You are viewing a plain text version of this content. The canonical link for it is here.
Posted to commits@airflow.apache.org by as...@apache.org on 2021/05/17 16:30:24 UTC

[airflow] branch master updated: Add optional result handler to database hooks (#15581)

This is an automated email from the ASF dual-hosted git repository.

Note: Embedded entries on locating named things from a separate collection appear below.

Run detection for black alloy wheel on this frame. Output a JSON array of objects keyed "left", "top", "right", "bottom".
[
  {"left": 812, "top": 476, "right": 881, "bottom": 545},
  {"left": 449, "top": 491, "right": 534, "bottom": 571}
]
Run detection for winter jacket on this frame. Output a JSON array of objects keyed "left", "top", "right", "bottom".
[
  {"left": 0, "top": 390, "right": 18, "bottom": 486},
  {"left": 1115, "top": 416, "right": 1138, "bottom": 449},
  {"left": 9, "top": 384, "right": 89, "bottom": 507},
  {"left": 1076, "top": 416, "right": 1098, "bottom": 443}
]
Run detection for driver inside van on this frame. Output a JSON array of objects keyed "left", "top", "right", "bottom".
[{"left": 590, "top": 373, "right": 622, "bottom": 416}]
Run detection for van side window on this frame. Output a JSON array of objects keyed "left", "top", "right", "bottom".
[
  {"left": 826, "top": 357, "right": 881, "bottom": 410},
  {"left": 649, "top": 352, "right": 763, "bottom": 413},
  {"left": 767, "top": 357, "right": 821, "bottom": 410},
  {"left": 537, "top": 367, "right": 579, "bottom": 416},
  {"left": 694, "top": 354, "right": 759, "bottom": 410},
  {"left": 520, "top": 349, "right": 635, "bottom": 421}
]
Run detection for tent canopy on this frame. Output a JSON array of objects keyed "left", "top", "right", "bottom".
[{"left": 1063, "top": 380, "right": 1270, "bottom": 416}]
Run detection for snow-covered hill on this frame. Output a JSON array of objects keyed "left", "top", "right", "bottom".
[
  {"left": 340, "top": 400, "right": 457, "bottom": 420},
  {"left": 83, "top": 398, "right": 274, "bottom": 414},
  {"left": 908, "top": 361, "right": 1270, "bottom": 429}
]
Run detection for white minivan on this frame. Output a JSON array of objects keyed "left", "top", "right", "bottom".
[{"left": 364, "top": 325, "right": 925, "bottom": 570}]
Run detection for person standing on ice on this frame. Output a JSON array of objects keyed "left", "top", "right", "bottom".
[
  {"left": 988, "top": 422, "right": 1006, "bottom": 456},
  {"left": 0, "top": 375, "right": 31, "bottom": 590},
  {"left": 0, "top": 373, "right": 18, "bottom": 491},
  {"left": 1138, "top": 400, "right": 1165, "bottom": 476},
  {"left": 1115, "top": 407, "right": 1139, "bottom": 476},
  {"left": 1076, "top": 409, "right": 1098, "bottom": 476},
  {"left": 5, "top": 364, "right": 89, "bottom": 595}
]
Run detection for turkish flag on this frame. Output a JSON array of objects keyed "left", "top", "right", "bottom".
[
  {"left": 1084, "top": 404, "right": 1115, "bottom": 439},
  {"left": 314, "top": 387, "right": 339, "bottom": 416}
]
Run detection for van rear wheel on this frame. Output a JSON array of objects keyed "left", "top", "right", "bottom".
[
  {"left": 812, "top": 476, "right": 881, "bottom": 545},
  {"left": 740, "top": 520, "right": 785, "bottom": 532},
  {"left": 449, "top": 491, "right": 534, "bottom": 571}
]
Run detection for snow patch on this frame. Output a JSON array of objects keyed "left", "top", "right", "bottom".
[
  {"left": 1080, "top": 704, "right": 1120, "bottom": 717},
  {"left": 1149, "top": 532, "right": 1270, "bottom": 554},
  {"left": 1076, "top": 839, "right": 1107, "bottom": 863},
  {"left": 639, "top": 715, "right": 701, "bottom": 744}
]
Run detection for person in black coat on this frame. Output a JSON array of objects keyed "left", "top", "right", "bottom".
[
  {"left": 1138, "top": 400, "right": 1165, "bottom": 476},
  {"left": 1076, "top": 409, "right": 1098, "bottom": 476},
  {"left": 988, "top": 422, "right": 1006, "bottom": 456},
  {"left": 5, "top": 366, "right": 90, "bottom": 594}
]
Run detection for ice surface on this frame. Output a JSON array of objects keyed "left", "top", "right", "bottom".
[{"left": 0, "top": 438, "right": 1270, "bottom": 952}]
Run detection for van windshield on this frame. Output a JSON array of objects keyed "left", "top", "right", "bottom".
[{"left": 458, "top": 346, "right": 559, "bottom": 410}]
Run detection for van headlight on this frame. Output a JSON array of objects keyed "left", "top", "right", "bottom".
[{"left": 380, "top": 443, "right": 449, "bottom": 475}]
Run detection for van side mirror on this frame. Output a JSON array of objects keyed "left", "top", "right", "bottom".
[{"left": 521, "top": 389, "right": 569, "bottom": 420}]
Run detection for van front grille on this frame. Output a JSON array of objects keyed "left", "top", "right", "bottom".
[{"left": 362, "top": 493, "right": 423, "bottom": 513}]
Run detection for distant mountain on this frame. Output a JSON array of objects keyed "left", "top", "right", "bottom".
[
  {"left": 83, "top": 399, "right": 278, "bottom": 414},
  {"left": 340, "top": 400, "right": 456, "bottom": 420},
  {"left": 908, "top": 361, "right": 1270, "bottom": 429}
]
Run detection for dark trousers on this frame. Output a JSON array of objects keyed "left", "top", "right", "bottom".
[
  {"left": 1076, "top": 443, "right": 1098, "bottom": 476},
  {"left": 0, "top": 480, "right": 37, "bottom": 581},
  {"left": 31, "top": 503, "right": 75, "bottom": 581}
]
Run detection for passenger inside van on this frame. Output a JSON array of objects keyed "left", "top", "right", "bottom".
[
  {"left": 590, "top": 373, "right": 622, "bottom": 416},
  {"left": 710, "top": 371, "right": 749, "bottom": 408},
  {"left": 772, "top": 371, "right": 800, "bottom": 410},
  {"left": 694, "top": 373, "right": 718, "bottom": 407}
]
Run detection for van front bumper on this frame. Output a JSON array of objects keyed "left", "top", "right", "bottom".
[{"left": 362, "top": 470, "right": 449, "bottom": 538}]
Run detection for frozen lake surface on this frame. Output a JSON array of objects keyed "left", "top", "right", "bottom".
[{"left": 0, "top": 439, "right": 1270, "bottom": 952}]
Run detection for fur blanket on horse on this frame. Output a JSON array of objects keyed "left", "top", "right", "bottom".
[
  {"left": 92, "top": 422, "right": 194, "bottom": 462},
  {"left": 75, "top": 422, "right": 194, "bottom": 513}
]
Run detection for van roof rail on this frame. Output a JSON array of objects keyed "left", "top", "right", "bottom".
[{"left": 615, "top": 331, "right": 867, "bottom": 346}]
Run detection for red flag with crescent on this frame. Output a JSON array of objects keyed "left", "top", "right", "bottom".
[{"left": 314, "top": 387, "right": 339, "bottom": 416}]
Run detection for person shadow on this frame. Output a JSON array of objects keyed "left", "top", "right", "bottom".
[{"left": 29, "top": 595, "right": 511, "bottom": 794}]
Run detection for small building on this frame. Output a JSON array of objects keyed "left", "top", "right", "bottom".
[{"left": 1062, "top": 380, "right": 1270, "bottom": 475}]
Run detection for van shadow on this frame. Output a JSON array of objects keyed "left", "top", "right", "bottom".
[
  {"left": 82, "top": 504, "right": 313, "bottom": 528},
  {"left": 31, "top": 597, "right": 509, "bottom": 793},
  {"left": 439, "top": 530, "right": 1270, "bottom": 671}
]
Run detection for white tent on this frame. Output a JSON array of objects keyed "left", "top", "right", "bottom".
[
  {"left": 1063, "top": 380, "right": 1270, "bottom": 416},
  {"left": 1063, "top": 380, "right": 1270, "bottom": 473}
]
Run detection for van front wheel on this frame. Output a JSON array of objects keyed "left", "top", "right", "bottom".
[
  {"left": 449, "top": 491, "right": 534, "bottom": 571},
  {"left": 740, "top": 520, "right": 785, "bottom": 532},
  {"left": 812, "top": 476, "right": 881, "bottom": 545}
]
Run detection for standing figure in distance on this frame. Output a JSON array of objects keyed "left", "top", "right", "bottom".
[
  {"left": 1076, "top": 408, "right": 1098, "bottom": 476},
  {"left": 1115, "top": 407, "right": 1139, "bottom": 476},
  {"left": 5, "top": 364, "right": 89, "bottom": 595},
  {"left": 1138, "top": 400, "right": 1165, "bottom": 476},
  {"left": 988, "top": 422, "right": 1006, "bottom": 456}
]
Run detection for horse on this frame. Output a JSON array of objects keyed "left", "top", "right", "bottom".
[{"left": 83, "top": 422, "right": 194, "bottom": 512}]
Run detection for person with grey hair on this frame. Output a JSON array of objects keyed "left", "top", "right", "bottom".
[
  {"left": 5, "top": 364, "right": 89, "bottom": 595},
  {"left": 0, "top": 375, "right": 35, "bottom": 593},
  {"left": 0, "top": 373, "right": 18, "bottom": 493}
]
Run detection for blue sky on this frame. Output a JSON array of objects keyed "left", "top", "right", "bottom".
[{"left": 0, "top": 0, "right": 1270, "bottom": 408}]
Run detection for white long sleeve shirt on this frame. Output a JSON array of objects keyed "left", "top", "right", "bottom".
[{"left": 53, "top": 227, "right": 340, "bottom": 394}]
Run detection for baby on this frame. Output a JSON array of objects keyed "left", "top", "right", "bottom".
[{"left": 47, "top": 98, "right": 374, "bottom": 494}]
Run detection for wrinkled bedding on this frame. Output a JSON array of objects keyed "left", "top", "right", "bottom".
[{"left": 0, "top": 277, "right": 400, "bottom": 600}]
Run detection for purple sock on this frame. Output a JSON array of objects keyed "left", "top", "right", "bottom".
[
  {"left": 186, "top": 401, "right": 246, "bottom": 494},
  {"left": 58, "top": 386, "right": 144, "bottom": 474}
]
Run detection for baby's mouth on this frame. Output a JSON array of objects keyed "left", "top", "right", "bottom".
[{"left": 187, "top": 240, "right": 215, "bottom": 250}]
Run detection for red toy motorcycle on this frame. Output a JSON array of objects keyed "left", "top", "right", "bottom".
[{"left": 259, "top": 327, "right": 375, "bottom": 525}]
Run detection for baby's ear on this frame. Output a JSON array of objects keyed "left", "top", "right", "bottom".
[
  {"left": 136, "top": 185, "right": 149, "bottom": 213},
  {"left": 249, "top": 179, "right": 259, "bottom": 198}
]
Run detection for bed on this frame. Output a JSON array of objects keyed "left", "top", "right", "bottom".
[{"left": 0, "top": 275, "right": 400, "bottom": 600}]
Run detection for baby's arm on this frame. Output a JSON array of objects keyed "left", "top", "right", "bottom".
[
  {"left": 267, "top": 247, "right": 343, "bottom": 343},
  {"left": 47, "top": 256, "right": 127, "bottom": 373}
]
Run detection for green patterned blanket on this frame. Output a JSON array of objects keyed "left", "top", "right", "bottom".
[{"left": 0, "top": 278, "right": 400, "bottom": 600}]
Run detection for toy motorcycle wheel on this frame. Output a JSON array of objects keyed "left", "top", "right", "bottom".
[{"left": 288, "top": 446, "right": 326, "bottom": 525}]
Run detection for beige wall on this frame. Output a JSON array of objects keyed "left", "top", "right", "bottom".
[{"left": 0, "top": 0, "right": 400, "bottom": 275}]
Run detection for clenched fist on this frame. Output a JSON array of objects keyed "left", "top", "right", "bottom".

ash pushed a commit to branch master
in repository https://gitbox.apache.org/repos/asf/airflow.git


The following commit(s) were added to refs/heads/master by this push:
     new abcd487  Add optional result handler to database hooks (#15581)
abcd487 is described below

commit abcd48731303d9e141bdc94acc2db46d73ccbe12
Author: Malthe Borch <mb...@gmail.com>
AuthorDate: Mon May 17 18:30:05 2021 +0200

    Add optional result handler to database hooks (#15581)
    
    This allows retrieving result rows, or other post-query access
    to the cursor object.
    
    Co-authored-by: Ash Berlin-Taylor <as...@apache.org>
---
 CHANGELOG.txt                                      |  1 +
 airflow/hooks/dbapi.py                             | 41 ++++++++++++++++------
 airflow/providers/oracle/operators/oracle.py       |  2 +-
 tests/hooks/test_dbapi.py                          | 36 ++++++++++++++++++-
 tests/providers/apache/druid/hooks/test_druid.py   |  2 +-
 tests/providers/apache/pinot/hooks/test_pinot.py   |  2 +-
 .../elasticsearch/hooks/test_elasticsearch.py      |  2 +-
 tests/providers/exasol/hooks/test_exasol.py        |  2 +-
 tests/providers/mysql/hooks/test_mysql.py          |  2 +-
 tests/providers/oracle/hooks/test_oracle.py        |  2 +-
 tests/providers/oracle/operators/test_oracle.py    | 10 ++++--
 tests/providers/postgres/hooks/test_postgres.py    |  2 +-
 tests/providers/presto/hooks/test_presto.py        |  2 +-
 tests/providers/snowflake/hooks/test_snowflake.py  |  4 +--
 tests/providers/sqlite/hooks/test_sqlite.py        |  2 +-
 tests/providers/trino/hooks/test_trino.py          |  2 +-
 tests/providers/vertica/hooks/test_vertica.py      |  2 +-
 17 files changed, 88 insertions(+), 28 deletions(-)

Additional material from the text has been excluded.